A long time ago, when I first started to study machine learning models, the sheer number of different models and techniques was bewildering.
What I needed was a bird’s eye view of what all these different models and approaches do, what they were good at, and what they weren’t so good at.
So today, I’m going to break it down at a very simple level.
In the broadest terms
A machine learning model is built either through supervised learning, or unsupervised learning.
Supervised learning
When a machine learns through supervised learning, it means that it takes a bunch of sample data (or dataset), and figures out what input maps to what output.
As an example, say we have a whole bunch of data that maps distance and traffic conditions, to the time taken to get to a destination. We can then feed that information to a machine learning algorithm, and have it learn to estimate the time taken to get to a destination given any distance and any traffic condition.
The basic idea here is that you have data that you already have the answer to.
So let’s say we have a bunch of existing data that maps a bunch of variables (or features):
- Distance
- Traffic conditions
to a result:
- The time taken to get to a destination
We also call this dataset “training data”. And the machine learning algorithm uses the training data as “truth”, and learns how it can map those variables (features) to the result (output).
Because the machine learning algorithm has access to training data that it can learn from, that’s why we call it supervised learning.
Supervised learning is also sub-divided into classification models, and regression models.
Regression models
A regression model is one whose output is continuous.

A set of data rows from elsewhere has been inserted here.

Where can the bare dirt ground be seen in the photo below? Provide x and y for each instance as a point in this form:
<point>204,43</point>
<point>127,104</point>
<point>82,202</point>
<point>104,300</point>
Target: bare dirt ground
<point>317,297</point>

In other words, there is a whole continual spectrum of outputs -how tall a person is, how high a student will score in a test, how likely are you to be able to sell your investment profitably.
Classification models
A classification model is one whose output is discrete, or categorical.
In other words, there is a finite number of outputs — it’s a dog or a cat, it’s either a red, blue, or green ball, it’s rock music or jazz music, it’s a tree or it’s not.
And that’s it in a nutshell.
Let’s see some of the algorithms and models below.
Algorithms that support both regression and classification models
Decision trees
Decision trees are a very popular, because they are simple to implement, and to inspect.
Decision trees are intuitive and easy to build but sometimes do fall short when it comes to accuracy.
A decision tree is something very familiar to us. In fact, we use decision trees almost every day to navigate our lives.
Of course, this example is very simple. In actuality if you’re considering whether or not to buy a new computer, you would consider a lot of other factors as well, not just the three factors (slowness, finance, new model coming out) represented above.
In other words, what you see above is probably just a branch in a much, much larger tree.
For a decision tree algorithm to grow a tree, it needs to decide which features to choose, and what conditions should be associated with each feature.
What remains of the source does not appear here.